27 Jahre nach der Verhängung des Todesurteils erneuerten vierzig staatliche Medien im Iran jetzt den Mordaufruf gegen den Schriftsteller. Von den auf dessen Kopf ausgesetzten 600.000 Dollar stellt den größten Anteil mit rund 30.000 Dollar die den Revolutionsgarden nahestehende Fars News Agency zu Verfügung.

Gelten Medien anderswo als Wahrer der Meinungs- oder Religionsfreiheit, stehen die staatlichen iranischen Medien für das genaue Gegenteil: Im Dienste eines islamistischen Gottesstaates treiben sie die Verfolgung eines Schriftstellers voran, dessen einziges ‚Verbrechen‘ darin bestand, ein Buch geschrieben zu haben, das den Missfallen des totalitären Ideologen Khomeinis und seiner Nachfolger erregt hat.


Antisemitische Kampagne

Gleichzeitig zur Erneuerung des Mordaufrufes gegen Rushdie ergeht sich das iranische Regime bereits seit dem vergangenen Frühjahr in einer neuen Welle antisemitischer Propaganda. So erklärte der dem religiösen Führer Ali Khamenei und den Revolutionsgarden nahestehende schiitische Kleriker Alireza Panahian im Zuge einer Demonstration für die vom Iran unterstützten Huthi-Rebellen im Jemen, dass die Juden für unzählige Verbrechen gegen Muslime und den Islam verantwortlich seien.

„Wir machen die anti-islamischen Juden für die Notlagen im Libanon, in Syrien, dem Irak, Bahrain und Jemen verantwortlich. Wir klagen die reichen Juden und bösartigen Zionisten für die Probleme an, denen die Völker Europas und Amerikas gegenüberstehen. Wenn wir die Region erst von der bösartigen Unterdrückung der islamfeindlichen Juden gerettet haben, werden wir auch die Völker Europas und Amerikas aus der Unterdrückung durch die Zionisten erretten.“

Mit seiner Rede lieferte Panahian einen eindrucksvollen Beleg für das, was der Historiker Saul Friedländer mit Blick auf den Nationalsozialismus treffend als „Erlösungsantisemitismus“ bezeichnet: Eine Ideologie, in der die Verfolgung der Juden nicht weniger als den Schlüssel zur Rettung der Menschheit darstellt.


Das jüdische Herrscherhaus in Saudi-Arabien

In der umfassenden antisemitischen Weltanschauung, die zum ideologischen Kern des iranischen Regimes gehört, sind die Juden für alles Übel verantwortlich. Daher ist es nur konsequent, dass auch das Herrscherhaus des regionalen Rivalen Saudi-Arabien in staatlichen iranischen Medien als jüdisch diffamiert wird.

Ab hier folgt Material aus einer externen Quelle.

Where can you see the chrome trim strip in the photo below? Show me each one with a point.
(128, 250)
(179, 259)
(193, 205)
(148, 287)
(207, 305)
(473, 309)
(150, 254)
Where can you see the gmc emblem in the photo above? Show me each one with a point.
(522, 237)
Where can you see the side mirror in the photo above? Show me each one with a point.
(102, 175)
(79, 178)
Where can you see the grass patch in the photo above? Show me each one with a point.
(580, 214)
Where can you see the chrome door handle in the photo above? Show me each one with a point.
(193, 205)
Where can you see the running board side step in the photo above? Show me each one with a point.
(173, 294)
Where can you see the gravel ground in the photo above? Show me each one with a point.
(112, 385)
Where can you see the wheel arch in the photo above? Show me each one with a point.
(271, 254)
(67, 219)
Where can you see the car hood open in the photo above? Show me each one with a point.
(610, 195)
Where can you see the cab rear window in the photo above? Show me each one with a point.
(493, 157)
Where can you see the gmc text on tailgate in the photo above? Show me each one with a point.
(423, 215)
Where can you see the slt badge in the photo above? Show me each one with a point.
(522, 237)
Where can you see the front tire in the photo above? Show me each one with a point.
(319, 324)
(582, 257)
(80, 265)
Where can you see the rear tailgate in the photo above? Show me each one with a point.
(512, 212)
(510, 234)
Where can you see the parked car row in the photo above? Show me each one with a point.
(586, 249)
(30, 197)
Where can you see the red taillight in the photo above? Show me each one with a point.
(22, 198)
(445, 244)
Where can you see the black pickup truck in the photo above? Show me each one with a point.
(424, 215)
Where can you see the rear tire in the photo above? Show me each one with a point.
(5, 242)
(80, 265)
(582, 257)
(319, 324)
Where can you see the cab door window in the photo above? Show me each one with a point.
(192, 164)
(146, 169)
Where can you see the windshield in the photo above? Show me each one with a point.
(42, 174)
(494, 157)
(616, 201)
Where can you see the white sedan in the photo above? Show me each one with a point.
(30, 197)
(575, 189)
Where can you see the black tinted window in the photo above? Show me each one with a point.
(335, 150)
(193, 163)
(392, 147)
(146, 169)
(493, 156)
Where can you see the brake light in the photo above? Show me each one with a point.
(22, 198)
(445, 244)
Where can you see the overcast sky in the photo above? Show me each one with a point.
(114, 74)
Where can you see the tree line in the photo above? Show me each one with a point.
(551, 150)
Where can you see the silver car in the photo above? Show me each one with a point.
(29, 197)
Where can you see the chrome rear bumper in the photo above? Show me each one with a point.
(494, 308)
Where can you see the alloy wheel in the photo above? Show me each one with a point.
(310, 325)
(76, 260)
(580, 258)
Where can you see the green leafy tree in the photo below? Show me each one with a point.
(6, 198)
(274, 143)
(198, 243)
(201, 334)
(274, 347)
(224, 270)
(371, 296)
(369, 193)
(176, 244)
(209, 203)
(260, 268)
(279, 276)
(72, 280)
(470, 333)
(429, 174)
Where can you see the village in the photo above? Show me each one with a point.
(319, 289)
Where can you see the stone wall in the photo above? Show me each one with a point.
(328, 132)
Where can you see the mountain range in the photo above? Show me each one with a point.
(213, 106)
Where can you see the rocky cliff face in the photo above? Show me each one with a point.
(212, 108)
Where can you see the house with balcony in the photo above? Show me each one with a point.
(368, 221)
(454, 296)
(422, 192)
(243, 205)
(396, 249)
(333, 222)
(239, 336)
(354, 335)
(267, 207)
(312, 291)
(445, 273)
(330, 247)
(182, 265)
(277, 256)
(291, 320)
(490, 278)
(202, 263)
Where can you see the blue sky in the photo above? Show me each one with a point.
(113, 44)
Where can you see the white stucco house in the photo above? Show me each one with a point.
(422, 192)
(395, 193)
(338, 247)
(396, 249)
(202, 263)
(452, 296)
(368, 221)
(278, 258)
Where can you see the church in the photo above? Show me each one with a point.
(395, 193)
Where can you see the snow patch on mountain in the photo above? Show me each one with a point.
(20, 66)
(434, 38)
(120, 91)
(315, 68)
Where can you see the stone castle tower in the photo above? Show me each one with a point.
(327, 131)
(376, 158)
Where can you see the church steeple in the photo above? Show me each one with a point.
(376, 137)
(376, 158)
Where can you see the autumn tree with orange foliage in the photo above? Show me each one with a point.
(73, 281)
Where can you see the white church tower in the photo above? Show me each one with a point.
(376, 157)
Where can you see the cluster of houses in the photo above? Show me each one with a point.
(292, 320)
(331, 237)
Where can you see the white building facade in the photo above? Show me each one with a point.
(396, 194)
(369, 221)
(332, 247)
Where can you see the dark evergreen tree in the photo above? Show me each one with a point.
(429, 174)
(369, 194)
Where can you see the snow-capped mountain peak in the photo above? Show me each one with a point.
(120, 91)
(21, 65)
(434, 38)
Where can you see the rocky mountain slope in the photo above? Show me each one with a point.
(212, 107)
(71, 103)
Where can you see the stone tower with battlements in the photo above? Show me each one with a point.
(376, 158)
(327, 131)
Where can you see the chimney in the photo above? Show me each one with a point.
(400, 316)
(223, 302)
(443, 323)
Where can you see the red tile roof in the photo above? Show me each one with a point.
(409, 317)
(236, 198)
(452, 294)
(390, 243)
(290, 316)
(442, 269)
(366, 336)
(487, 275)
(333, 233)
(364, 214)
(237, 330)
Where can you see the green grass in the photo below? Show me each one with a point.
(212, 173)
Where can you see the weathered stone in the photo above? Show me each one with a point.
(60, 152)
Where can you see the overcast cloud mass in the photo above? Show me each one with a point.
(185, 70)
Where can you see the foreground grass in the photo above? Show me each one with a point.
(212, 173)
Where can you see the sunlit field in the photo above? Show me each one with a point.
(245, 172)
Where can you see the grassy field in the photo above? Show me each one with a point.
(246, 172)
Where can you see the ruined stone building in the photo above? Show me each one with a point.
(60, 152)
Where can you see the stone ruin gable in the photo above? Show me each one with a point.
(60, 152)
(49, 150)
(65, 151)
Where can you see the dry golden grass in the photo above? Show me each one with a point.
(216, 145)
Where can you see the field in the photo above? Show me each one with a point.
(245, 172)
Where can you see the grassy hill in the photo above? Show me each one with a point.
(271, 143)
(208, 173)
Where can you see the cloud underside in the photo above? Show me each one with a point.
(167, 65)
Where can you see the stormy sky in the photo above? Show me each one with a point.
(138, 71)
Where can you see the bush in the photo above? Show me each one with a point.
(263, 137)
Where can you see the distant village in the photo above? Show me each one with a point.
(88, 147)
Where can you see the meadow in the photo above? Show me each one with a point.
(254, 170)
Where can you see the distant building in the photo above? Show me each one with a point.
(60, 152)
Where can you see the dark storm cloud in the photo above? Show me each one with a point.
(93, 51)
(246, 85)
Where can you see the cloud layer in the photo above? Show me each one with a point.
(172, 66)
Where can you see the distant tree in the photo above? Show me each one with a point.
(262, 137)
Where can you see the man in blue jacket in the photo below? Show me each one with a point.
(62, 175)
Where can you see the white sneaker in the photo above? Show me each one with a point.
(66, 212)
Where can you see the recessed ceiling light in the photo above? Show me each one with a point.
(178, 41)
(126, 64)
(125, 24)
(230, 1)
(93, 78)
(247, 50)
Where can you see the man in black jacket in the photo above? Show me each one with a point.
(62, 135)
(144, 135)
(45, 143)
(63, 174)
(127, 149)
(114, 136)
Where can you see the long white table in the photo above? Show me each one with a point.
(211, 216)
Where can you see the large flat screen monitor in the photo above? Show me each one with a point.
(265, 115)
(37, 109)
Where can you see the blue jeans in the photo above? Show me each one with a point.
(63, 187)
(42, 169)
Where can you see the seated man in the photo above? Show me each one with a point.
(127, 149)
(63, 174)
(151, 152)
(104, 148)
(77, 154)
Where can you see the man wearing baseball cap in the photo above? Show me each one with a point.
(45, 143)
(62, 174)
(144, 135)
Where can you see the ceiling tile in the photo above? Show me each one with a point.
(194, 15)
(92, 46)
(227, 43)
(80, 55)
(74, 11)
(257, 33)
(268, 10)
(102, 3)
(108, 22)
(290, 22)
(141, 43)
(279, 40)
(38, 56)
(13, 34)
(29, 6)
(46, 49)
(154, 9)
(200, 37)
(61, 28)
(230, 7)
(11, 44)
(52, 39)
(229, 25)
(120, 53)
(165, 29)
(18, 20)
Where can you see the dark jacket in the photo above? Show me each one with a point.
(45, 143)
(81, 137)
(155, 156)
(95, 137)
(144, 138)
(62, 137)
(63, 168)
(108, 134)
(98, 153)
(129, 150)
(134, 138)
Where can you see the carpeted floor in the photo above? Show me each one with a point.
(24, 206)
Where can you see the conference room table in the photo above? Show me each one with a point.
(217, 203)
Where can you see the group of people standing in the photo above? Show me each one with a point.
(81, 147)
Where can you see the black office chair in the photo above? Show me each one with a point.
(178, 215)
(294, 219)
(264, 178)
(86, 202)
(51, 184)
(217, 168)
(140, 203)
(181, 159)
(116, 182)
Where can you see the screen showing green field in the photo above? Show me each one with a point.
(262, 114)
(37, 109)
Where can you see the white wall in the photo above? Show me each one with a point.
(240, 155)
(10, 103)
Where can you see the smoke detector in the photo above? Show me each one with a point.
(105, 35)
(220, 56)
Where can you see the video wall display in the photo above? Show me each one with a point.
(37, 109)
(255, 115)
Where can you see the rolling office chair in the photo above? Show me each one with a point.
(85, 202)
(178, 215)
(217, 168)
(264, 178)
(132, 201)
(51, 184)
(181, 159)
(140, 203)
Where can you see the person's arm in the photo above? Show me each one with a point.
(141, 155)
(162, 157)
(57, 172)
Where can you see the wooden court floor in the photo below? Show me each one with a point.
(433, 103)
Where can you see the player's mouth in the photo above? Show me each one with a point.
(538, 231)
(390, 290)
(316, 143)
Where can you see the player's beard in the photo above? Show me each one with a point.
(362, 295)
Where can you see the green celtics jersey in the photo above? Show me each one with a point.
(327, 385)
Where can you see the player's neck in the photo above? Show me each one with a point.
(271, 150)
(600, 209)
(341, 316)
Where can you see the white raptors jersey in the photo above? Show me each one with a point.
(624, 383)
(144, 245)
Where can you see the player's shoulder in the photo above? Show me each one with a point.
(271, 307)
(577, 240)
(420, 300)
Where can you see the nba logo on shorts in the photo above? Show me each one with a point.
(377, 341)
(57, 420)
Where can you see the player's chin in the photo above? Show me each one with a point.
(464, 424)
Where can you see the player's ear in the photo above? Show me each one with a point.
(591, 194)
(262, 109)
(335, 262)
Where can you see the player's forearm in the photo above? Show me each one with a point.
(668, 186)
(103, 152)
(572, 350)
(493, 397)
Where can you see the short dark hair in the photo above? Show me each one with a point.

Die Saudis, so die Behauptung, die im Rahmen einer Propagandakampagne aktuell verbreitet wird, seien die Nachkommen der Juden von Chaibar, gegen die einst der Prophet Mohammed in den Krieg gezogen sein soll. Die heutige Konfrontation zwischen dem Iran und Saudi-Arabien sei dagegen nichts anderes als die Fortsetzung des Kampfes des Propheten gegen die verräterischen Juden.

Das iranische Regime stellt unter Beweis, dass der Antisemitismus nicht nur ein Vorurteil ist, sondern vielmehr eine umfassende Welterklärung: Was auch immer Schlechtes geschehen mag – egal ob sich um einen regionalen Konkurrenten oder um die Terroristen des Islamischen Staates handelt –, dahinter stehen mit Sicherheit die Juden.